Having experienced declining iPhone sales in the Asia Pacific region, Apple is confident that the iPhone X will help turn things around — although local retailers are still fearing the worst.
According to a new report, iPhone X pre-orders have exceeded one million units in China, representing more than 1/6 of the total 5.5 million+ units supposedly already demanded by customers. Those kind of brisk sales are good for Apple, but sources in the Taiwanese retail channels think that this kind of “phenomenal demand” could soon fade away.

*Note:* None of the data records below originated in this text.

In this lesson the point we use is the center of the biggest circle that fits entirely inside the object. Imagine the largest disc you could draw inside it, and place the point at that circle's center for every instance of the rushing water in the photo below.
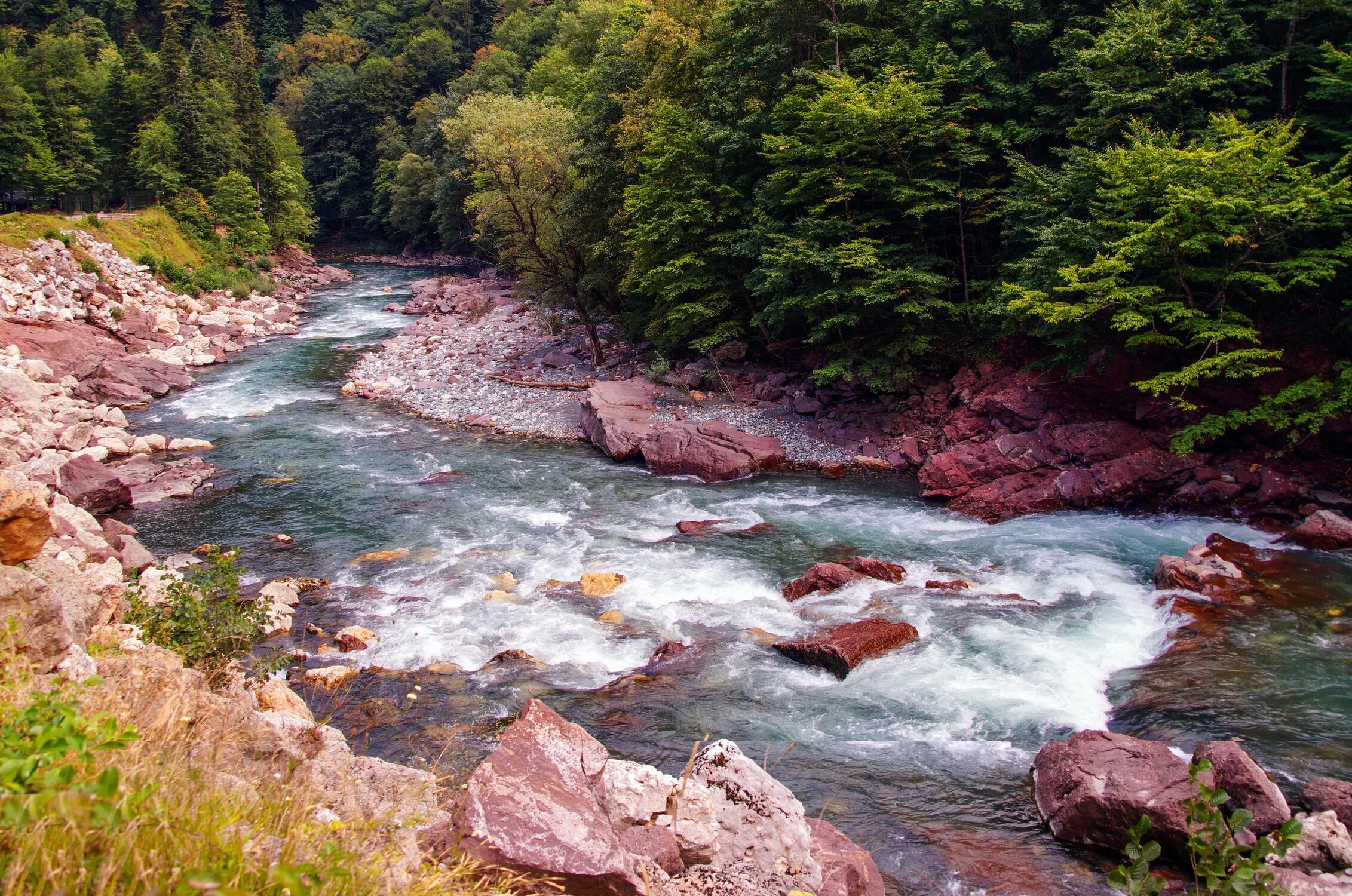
(921, 756)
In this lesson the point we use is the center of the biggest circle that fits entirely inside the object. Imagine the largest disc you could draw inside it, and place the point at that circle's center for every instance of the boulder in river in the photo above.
(1323, 530)
(1235, 772)
(824, 578)
(842, 648)
(1096, 785)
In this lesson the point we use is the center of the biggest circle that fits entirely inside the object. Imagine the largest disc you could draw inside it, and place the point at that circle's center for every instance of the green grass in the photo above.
(146, 232)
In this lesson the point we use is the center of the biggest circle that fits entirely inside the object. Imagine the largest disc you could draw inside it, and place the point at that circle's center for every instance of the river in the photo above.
(921, 756)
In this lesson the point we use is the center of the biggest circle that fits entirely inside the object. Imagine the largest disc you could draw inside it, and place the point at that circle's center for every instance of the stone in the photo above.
(355, 639)
(329, 676)
(1235, 772)
(760, 820)
(879, 569)
(615, 415)
(1323, 530)
(533, 806)
(1096, 785)
(842, 648)
(274, 695)
(93, 487)
(24, 523)
(847, 868)
(824, 578)
(1329, 795)
(1325, 845)
(600, 584)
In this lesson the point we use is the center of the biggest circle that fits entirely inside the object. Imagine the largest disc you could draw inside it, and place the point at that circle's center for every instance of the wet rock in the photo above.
(329, 676)
(533, 806)
(842, 648)
(879, 569)
(355, 639)
(93, 487)
(697, 526)
(615, 415)
(24, 524)
(600, 584)
(824, 578)
(1096, 785)
(1333, 795)
(1325, 845)
(847, 868)
(1235, 772)
(760, 820)
(713, 452)
(1323, 530)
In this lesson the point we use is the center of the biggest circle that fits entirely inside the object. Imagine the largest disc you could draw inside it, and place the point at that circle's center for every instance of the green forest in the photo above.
(1152, 187)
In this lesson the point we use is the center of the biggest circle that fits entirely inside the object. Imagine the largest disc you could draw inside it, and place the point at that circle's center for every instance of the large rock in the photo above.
(760, 820)
(1329, 794)
(24, 524)
(615, 415)
(824, 578)
(842, 648)
(1235, 772)
(1323, 530)
(847, 869)
(713, 452)
(1096, 785)
(94, 487)
(533, 806)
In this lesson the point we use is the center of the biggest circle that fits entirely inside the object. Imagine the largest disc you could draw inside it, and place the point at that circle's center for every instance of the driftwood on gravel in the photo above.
(541, 385)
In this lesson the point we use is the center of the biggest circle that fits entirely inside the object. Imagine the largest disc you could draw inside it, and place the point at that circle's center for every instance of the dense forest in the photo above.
(894, 184)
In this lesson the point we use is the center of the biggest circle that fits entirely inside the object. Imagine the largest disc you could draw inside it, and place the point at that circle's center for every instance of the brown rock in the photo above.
(879, 569)
(824, 578)
(842, 648)
(1323, 530)
(1096, 785)
(1324, 795)
(94, 487)
(1235, 772)
(847, 868)
(532, 806)
(24, 523)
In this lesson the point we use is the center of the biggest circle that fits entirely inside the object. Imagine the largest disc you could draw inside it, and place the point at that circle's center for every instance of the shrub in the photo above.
(203, 616)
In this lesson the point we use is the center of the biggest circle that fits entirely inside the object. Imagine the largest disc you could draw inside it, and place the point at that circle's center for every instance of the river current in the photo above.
(921, 756)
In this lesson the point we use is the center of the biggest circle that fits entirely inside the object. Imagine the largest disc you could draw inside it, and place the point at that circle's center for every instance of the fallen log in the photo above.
(541, 385)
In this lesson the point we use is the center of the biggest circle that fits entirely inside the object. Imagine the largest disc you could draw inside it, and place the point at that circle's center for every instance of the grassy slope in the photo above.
(151, 230)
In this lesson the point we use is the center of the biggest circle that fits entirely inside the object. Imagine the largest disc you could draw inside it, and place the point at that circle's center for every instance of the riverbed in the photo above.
(921, 756)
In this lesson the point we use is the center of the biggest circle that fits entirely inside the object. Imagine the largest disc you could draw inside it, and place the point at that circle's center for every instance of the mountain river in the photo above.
(921, 756)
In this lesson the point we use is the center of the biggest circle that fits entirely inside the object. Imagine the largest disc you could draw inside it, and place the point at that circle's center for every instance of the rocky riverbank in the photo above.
(991, 441)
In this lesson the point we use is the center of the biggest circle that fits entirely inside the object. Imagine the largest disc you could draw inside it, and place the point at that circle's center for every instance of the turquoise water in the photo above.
(921, 756)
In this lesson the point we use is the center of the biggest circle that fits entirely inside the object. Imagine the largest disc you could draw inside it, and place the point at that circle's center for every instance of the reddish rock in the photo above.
(1096, 785)
(842, 648)
(615, 415)
(1323, 530)
(533, 806)
(1235, 772)
(1329, 795)
(824, 578)
(879, 569)
(847, 868)
(91, 486)
(695, 526)
(714, 452)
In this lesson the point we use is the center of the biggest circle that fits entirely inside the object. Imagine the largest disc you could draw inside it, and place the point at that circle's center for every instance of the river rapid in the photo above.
(921, 756)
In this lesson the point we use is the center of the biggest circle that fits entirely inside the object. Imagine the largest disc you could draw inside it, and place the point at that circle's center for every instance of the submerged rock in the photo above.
(842, 648)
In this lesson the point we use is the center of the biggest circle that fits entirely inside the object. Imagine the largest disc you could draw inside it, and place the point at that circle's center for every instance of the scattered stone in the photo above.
(842, 648)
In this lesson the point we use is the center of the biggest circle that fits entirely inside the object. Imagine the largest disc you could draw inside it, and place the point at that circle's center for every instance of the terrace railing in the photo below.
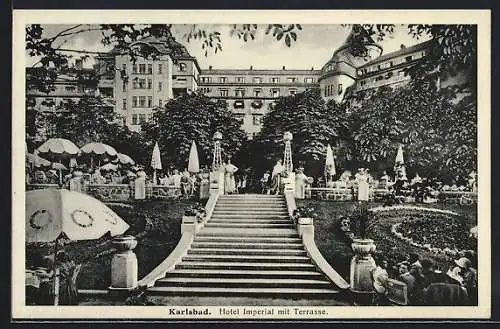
(119, 192)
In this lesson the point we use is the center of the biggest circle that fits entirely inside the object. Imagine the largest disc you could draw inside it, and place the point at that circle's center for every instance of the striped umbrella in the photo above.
(156, 161)
(193, 163)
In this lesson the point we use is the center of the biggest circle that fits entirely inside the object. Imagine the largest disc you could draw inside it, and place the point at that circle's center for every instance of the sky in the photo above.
(314, 47)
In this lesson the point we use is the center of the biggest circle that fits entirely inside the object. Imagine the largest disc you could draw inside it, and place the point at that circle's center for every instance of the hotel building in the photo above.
(136, 88)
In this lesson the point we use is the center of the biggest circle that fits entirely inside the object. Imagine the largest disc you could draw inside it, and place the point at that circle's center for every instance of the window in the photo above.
(257, 119)
(142, 101)
(239, 93)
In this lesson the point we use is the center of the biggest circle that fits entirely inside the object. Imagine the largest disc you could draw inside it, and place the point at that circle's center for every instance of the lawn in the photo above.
(337, 250)
(155, 224)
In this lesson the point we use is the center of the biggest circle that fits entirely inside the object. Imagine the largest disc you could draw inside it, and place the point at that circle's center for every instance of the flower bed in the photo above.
(435, 232)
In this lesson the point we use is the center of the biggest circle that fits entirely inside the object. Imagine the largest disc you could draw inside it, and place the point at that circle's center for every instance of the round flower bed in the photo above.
(436, 230)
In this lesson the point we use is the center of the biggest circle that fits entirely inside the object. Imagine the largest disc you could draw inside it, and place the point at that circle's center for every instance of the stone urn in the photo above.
(362, 264)
(124, 264)
(125, 243)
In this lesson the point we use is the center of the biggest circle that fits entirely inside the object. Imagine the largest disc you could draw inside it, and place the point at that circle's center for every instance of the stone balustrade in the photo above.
(119, 192)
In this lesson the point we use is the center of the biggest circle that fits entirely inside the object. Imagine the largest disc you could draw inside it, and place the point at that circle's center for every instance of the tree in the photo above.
(312, 124)
(438, 133)
(193, 117)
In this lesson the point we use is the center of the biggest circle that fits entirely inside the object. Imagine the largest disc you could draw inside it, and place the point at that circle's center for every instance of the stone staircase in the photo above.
(249, 247)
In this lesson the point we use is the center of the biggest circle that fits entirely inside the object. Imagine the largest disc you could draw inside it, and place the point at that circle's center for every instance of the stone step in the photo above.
(246, 215)
(256, 273)
(249, 232)
(248, 239)
(252, 211)
(241, 282)
(249, 201)
(249, 225)
(245, 245)
(247, 251)
(198, 265)
(245, 258)
(230, 291)
(250, 220)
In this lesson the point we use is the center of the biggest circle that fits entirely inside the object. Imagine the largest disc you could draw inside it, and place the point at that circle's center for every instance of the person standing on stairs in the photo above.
(229, 182)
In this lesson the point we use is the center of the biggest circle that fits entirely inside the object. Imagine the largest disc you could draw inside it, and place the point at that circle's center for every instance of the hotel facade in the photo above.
(136, 88)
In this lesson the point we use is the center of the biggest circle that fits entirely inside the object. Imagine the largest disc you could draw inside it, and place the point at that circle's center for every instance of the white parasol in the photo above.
(193, 163)
(99, 150)
(58, 147)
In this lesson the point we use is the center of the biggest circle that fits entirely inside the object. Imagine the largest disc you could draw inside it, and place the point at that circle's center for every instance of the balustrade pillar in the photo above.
(124, 266)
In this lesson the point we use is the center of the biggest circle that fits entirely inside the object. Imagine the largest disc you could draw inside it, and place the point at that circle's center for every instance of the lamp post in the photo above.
(287, 161)
(217, 156)
(217, 174)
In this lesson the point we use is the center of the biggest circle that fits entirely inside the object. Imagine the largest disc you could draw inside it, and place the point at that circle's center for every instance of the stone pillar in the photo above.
(289, 181)
(189, 224)
(306, 226)
(124, 265)
(362, 265)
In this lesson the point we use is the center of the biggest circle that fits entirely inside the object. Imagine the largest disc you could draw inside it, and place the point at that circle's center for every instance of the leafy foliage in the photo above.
(312, 125)
(193, 117)
(413, 115)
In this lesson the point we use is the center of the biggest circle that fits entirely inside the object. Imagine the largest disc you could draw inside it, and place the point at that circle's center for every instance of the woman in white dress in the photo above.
(229, 182)
(363, 186)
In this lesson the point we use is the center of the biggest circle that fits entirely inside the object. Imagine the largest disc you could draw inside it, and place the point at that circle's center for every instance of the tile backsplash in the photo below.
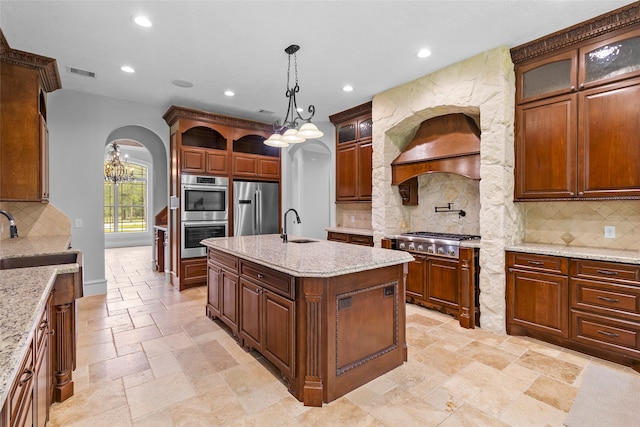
(582, 223)
(35, 219)
(353, 215)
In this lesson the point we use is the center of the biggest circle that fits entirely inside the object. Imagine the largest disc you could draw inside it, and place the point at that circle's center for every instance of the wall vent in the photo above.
(80, 72)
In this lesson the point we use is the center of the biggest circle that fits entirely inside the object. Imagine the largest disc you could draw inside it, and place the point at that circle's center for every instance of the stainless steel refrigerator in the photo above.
(255, 208)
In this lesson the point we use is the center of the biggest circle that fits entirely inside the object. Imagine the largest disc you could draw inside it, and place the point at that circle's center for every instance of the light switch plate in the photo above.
(609, 232)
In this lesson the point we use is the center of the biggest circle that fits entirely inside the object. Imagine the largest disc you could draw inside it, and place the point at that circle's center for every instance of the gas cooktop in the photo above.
(444, 244)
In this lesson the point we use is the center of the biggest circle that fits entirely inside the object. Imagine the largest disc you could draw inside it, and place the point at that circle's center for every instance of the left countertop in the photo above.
(23, 295)
(319, 258)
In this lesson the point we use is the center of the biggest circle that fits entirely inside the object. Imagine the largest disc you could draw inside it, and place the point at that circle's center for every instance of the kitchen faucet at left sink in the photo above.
(13, 230)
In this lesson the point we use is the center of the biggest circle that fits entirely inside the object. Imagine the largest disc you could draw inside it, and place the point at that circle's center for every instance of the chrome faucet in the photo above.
(284, 232)
(12, 225)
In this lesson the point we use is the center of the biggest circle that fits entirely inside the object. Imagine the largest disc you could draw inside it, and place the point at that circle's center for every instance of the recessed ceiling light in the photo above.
(143, 21)
(182, 83)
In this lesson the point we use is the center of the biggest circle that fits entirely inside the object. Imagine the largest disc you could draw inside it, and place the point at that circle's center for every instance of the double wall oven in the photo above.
(204, 212)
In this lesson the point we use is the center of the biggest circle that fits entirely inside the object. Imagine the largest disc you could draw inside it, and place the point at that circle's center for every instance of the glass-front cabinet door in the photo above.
(611, 60)
(547, 77)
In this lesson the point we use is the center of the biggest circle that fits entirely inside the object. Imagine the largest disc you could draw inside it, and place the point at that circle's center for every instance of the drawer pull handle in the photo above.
(609, 334)
(608, 272)
(29, 374)
(608, 299)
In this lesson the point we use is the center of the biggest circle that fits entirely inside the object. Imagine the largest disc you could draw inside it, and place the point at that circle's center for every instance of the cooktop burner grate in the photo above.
(443, 236)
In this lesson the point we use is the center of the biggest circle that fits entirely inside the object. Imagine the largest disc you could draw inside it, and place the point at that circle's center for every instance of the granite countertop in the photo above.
(23, 295)
(30, 246)
(347, 230)
(599, 254)
(321, 258)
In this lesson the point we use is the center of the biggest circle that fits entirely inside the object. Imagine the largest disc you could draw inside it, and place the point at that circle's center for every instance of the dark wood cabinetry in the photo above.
(356, 239)
(576, 115)
(204, 143)
(25, 79)
(353, 154)
(591, 306)
(31, 393)
(222, 289)
(537, 294)
(446, 284)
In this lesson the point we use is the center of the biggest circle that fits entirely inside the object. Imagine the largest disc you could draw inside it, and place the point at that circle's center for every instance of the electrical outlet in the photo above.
(609, 232)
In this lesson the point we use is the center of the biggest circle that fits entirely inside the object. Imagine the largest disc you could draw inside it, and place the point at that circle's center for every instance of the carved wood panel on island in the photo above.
(327, 328)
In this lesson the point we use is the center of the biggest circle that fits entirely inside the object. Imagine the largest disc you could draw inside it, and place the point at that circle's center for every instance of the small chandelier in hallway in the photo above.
(287, 132)
(115, 169)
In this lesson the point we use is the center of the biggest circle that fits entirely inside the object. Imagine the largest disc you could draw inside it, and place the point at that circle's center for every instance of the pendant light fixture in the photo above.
(115, 169)
(288, 132)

While the iPhone X has so far received solid-to-good reviews, the issue comes down to the price being charged for Apple’s already expensive flagship handset. Retail prices in Taiwan are in the region of $199 higher than they are in the U.S., in a country where the average salary is significantly lower than the U.S.
The early pre-orders for the iPhone X are good news, but don’t necessarily reflect wider interest in the product, so much as enthusiasm from early adopters. As a result, retailers fear the interest in the iPhone X could quickly drop off.
This isn’t the first time we’ve heard concern about the price of the iPhone X in Greater China, which made up roughly 18 percent of Apple’s iPhone sales in the quarter ending July. On popular Chinese social media service Weibo, mentions of the next-gen iPhone X have been higher than comparable mentions of the iPhone 7 before its launch, but lower than those for the iPhone 6 prior to its debut.
In the past, Tim Cook has talked about how Apple views Greater China as its future biggest market, and how the company designs all of its products with the Chinese audience in mind. If the iPhone X proves less successful in that market, it will be interesting to see if this has any knock-on effects in the future.